Paul met particulièrement en valeur l'humilité (« douceur »), sans laquelle le chemin du chrétien, et donc le salut, sont impossibles. En même temps, l'apôtre décrit assez en détail ce que signifie précisément l'humilité comme état spirituel. Avant tout, suivant le Christ, il appelle les destinataires de son épître à ne se soucier de rien, en remettant tout à Dieu, vers qui Paul les appelle à se tourner avec tous leurs désirs.

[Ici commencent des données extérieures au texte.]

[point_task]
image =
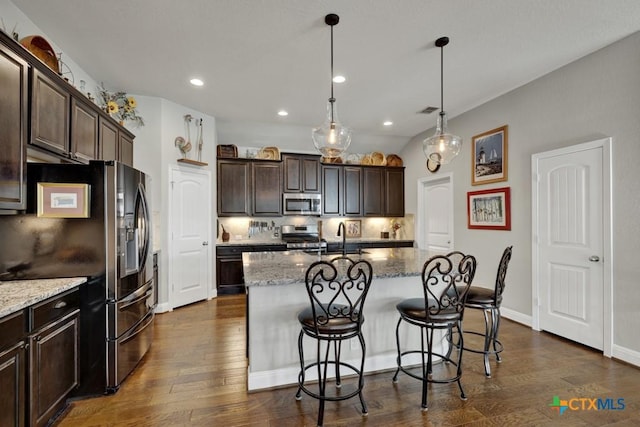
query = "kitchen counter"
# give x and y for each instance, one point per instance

Cela paraît simple, mais en réalité une telle simplicité n'est pas du tout facile à atteindre. En effet, pour vivre ainsi, il faut prendre conscience que notre vie même ne nous appartient pas. En fait, il en est bien ainsi, et la Bible le dit parfaitement clairement : ce qui fait de l'homme un homme, c'est ce « souffle de vie » que Dieu « insuffle » dans ses « narines » lors de la création, et ce souffle appartient à Dieu, nullement à l'homme.
Cependant, la conscience que sa vie appartient à Dieu est très difficile pour l'homme déchu. Il faut ici une intervention directe de Dieu, cette paix même dont Jésus Lui-même dit qu'elle n'est pas de ce monde. Elle n'est pas de ce monde en ce sens qu'on ne la trouve pas dans la nature, dans le monde, dans cet espace que les anciens Grecs appelaient cosmos ; elle appartient au Royaume, qui lui aussi n'est pas de ce monde. L'homme la vit précisément comme paix, comme silence intérieur qui arrête et éteint en lui tous les mouvements spirituels liés à la nature humaine déchue.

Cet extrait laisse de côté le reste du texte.